他當時心裡還存僥倖,兩人分明是濃情蜜意,傻子也能看得出來。
等著那仙姑還自己一個清白,不料那仙姑卻道:“我一向不諳風月,不予置評,”
清冷冷的一句話像一股陰風拴住他的脖子,嗚呼哀哉。
虧得浮黎大人看在與她阿孃是舊相識的份上,沒有責罰他,只讓他主動退學了事。
……
本想在家悽悽慘慘地飲幾杯傷心酒,賦幾首悲情詩,待整理好心情再出門見人,不料,鋪子裡修理卷軸的長工山貓枝椒,在他最需要人慰藉的時候,請了長假,追她小情人去了。
無可奈何打起精神上工,卻發現枝椒丟給他的活計實在太多,只好到處求人聯絡,問有沒有願意來幫工的匠師。
昨兒個昔日同窗樂安派小廝來,說給介紹了個大匠師,問他鋪子地址,那匠師會自己尋來。
當時他想說“蓮棠”二字,卻硬生生嚥了下去。
“你只跟他說是妖市北街第二十號鋪子吧,店名我明兒就改了。”
費了很多功夫才調製出泛著月華之澤的銀漆,寫“蓮”這個字的時候他心裡還帶著濃濃愛意。
可惜這麼快,就得塗了!
……
臨盞使了妖術,慢悠悠落到妖市長街的牆頭上。
一邊是凡間,一邊是妖界。
一道屏障隔了兩個乾坤,卻是一樣的喧囂熱鬧。
街邊的早點攤子上冒著白滾滾的熱浪,圍著圍裙戴著花帽的小妖正在往湯鍋裡填水。
眼前一花,一位艾裙木簪,風姿淡雅的女子,似萬朵蒼色玉蘭花,輕卷而起,翩然而去。
不由地看直了眼。
此時正值暮春,日光晴好。雖未及巳時,妖市中早起了熱氣。
臨盞晃開黑檀木製的摺扇,素白流蘇下綴著撅嘴的玉魚兒,隨著她的走動悠悠盪盪。
北街第二十號鋪子前,當街側身而立一少年。
泛著光澤的頭髮沒有束起,鬆鬆散散用根繩兒綁在腦後。
一身茶白色的棉布袍子寬寬蕩蕩掛在身上,一手背在身後,袖子遮過手腕,只堪堪露出三根玉蔥般的指尖。

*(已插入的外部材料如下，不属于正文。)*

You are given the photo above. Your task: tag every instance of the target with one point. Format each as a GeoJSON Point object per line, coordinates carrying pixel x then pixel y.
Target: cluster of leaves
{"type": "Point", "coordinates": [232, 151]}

棠引依舊在望著那字,捏著下巴喃喃自語:“改個什麼名字?不然,還叫雜貨鋪?”
臨盞走到他身邊,順著他的視線向上,見牌匾上的字,銀色柔波,豔陽下依舊不減月華之光,像被吸了進去,讚道:“這色調得極好。”
棠引回頭,初時還有些得意,待看清誇讚他的人時,傻了。
……
一個月前,臨盞接到築過山山主浮黎大人的邀請函。
信函中講,築過山中的天諭之境近百年來到處落漆失色,雖根基尚算穩固,但因年代久遠,頹舊之勢已無可挽回。近日,更有山石崩落、溪水乾涸之事斷續發生。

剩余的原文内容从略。